Au cœur d'une crise financière, l'Université de Technologie de Belfort-Montbéliard (UTBM) fait face à des inquiétudes croissantes de la part de ses étudiants internationaux. Le ministre de l'Enseignement supérieur, Philippe Baptiste, a annoncé une réduction drastique des exonérations de frais d'inscription pour les étudiants hors Union européenne, imposant ainsi une pression déstabilisante à ceux qui désirent poursuivre leurs études en France.
Depuis 2019, les étudiants étrangers sont confrontés à des frais élevés : 2 895€ pour une licence et 3 941€ pour un master. Des mesures permettent actuellement d'atténuer le coût, mais selon le ministre, moins de 10% des demandes d'exonération pourraient être acceptées. Pour beaucoup, comme Mehdi, 22 ans, cela signifie un changement significatif dans leurs moyens financiers. "Les parents ont dû rallonger leur budget pour mes études, et j'ai dû travailler pour compenser", explique-t-il, soulignant la réalité difficile d'un parcours académique en France.
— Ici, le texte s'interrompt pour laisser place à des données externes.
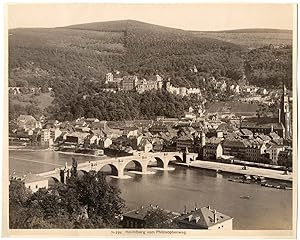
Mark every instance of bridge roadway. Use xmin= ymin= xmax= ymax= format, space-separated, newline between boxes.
xmin=38 ymin=152 xmax=198 ymax=180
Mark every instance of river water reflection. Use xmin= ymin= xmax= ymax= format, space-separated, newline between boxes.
xmin=109 ymin=166 xmax=292 ymax=230
xmin=9 ymin=151 xmax=292 ymax=230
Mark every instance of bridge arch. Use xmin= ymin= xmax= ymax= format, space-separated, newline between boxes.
xmin=98 ymin=163 xmax=119 ymax=176
xmin=173 ymin=155 xmax=183 ymax=162
xmin=122 ymin=159 xmax=147 ymax=172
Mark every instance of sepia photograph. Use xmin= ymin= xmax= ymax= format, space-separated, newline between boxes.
xmin=2 ymin=3 xmax=297 ymax=238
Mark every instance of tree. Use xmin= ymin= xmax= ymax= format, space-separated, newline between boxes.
xmin=9 ymin=169 xmax=124 ymax=229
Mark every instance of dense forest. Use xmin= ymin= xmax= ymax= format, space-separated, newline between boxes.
xmin=9 ymin=20 xmax=292 ymax=120
xmin=245 ymin=45 xmax=293 ymax=89
xmin=9 ymin=171 xmax=177 ymax=229
xmin=9 ymin=21 xmax=242 ymax=87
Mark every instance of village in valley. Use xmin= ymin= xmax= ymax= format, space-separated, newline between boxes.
xmin=8 ymin=5 xmax=297 ymax=232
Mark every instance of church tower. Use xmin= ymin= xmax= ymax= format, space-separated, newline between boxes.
xmin=279 ymin=83 xmax=291 ymax=138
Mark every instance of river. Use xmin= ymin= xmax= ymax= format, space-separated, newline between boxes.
xmin=9 ymin=151 xmax=292 ymax=230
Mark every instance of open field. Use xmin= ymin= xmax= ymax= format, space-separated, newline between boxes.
xmin=193 ymin=31 xmax=293 ymax=49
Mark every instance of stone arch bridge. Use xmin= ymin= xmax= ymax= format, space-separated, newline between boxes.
xmin=38 ymin=152 xmax=198 ymax=180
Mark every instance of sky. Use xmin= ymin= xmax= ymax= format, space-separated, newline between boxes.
xmin=7 ymin=3 xmax=293 ymax=31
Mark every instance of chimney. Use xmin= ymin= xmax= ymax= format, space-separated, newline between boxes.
xmin=213 ymin=209 xmax=218 ymax=223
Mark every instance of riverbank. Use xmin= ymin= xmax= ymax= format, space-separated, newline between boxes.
xmin=175 ymin=160 xmax=293 ymax=181
xmin=8 ymin=146 xmax=52 ymax=152
xmin=55 ymin=151 xmax=109 ymax=159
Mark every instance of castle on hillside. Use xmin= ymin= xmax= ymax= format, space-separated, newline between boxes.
xmin=278 ymin=83 xmax=292 ymax=138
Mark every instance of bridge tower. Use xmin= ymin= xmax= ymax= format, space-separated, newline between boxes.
xmin=182 ymin=147 xmax=191 ymax=164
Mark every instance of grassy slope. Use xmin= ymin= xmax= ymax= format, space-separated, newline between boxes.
xmin=192 ymin=29 xmax=293 ymax=48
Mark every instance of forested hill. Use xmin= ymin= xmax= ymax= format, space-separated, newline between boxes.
xmin=9 ymin=20 xmax=242 ymax=87
xmin=9 ymin=20 xmax=291 ymax=120
xmin=191 ymin=28 xmax=293 ymax=49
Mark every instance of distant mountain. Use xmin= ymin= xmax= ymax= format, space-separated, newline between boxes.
xmin=191 ymin=28 xmax=293 ymax=34
xmin=8 ymin=20 xmax=291 ymax=120
xmin=191 ymin=28 xmax=293 ymax=49
xmin=9 ymin=20 xmax=242 ymax=89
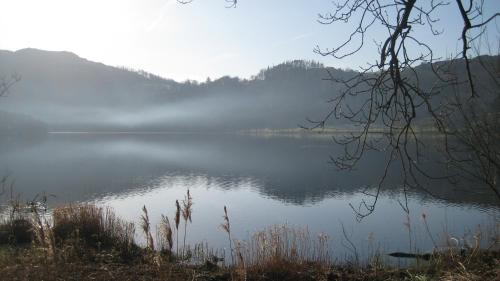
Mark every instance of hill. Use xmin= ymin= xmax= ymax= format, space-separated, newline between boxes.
xmin=0 ymin=49 xmax=498 ymax=131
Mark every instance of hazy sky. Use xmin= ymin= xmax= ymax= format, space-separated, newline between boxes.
xmin=0 ymin=0 xmax=500 ymax=80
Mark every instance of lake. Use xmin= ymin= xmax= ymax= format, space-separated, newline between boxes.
xmin=0 ymin=133 xmax=500 ymax=259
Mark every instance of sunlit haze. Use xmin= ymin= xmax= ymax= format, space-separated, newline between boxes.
xmin=0 ymin=0 xmax=500 ymax=80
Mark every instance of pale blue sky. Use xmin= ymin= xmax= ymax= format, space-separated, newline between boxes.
xmin=0 ymin=0 xmax=500 ymax=80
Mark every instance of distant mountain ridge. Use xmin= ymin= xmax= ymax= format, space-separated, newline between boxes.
xmin=0 ymin=49 xmax=498 ymax=131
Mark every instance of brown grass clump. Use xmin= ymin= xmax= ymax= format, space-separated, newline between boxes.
xmin=0 ymin=218 xmax=33 ymax=245
xmin=141 ymin=205 xmax=155 ymax=251
xmin=181 ymin=189 xmax=193 ymax=256
xmin=157 ymin=215 xmax=174 ymax=254
xmin=52 ymin=204 xmax=137 ymax=254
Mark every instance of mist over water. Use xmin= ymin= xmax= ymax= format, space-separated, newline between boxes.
xmin=0 ymin=49 xmax=500 ymax=259
xmin=0 ymin=133 xmax=500 ymax=258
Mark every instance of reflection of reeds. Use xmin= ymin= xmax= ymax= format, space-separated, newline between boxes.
xmin=236 ymin=224 xmax=330 ymax=266
xmin=182 ymin=189 xmax=193 ymax=255
xmin=175 ymin=200 xmax=181 ymax=255
xmin=158 ymin=212 xmax=174 ymax=253
xmin=141 ymin=205 xmax=155 ymax=251
xmin=221 ymin=206 xmax=234 ymax=264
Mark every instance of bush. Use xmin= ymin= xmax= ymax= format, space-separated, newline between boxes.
xmin=0 ymin=218 xmax=33 ymax=245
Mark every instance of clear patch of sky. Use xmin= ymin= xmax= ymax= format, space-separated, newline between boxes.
xmin=0 ymin=0 xmax=500 ymax=80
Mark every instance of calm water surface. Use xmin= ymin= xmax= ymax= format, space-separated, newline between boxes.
xmin=0 ymin=133 xmax=500 ymax=258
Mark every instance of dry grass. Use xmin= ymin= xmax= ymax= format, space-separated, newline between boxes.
xmin=0 ymin=192 xmax=500 ymax=281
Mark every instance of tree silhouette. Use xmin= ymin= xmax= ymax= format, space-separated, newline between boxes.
xmin=179 ymin=0 xmax=500 ymax=219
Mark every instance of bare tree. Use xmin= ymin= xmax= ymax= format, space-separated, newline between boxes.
xmin=178 ymin=0 xmax=500 ymax=219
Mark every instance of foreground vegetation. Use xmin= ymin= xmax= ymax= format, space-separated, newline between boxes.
xmin=0 ymin=189 xmax=500 ymax=281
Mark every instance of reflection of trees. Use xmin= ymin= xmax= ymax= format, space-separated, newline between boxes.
xmin=304 ymin=0 xmax=500 ymax=219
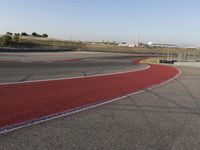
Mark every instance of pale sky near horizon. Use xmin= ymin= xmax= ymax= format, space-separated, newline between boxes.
xmin=0 ymin=0 xmax=200 ymax=46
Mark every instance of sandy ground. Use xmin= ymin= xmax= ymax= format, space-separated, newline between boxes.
xmin=0 ymin=67 xmax=200 ymax=150
xmin=0 ymin=52 xmax=130 ymax=62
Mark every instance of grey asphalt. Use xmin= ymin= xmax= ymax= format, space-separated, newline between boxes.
xmin=0 ymin=64 xmax=200 ymax=150
xmin=0 ymin=56 xmax=145 ymax=83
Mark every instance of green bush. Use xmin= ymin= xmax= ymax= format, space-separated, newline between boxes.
xmin=1 ymin=35 xmax=12 ymax=46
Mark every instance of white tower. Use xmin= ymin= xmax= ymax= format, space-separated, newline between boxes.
xmin=137 ymin=35 xmax=140 ymax=47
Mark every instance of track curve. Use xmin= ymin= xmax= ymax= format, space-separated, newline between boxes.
xmin=0 ymin=59 xmax=180 ymax=133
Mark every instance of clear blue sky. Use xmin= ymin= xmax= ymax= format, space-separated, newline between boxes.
xmin=0 ymin=0 xmax=200 ymax=45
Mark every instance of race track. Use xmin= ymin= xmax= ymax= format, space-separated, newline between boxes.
xmin=0 ymin=57 xmax=179 ymax=132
Abderrhamane, également en quatrième année, partage des craintes similaires. Bien qu'il ait bénéficié d'un statut fiscal lui permettant de payer moins, il est conscient que de futurs étudiants pourraient renoncer à venir en France. "Les amis marocains que je connais choisissent d'autres destinations, car les frais sont devenus trop élevés", témoigne-t-il. Cette situation est d'autant plus préoccupante alors que la France a besoin de former des milliers de diplômés pour ses industries.
Mobilisation des syndicats étudiants
Suite à cette annonce, des syndicats tels que l'Union étudiante et la FAGE ont promis de mobiliser les étudiants pour défendre un accès équitable à l'éducation. "Nous demandons l'abandon du programme 'Bienvenue en France' qui crée des discriminations entre étudiants français et étrangers", déclare Eliott, un membre actif de l'UNEF. La question des frais différenciés est devenue un point central, évoquant des préoccupations plus larges sur l'accès à l'enseignement supérieur.
L'UTBM, tout en se réservant de commenter, reste attachée à l'internationalisation de ses programmes, avec plus de 60 nationalités représentées parmi ses étudiants. Les inquiétudes et les témoignages des étudiants illustrent une réalité complexe qui pourrait redéfinir l'attractivité de la France en matière d'éducation supérieure.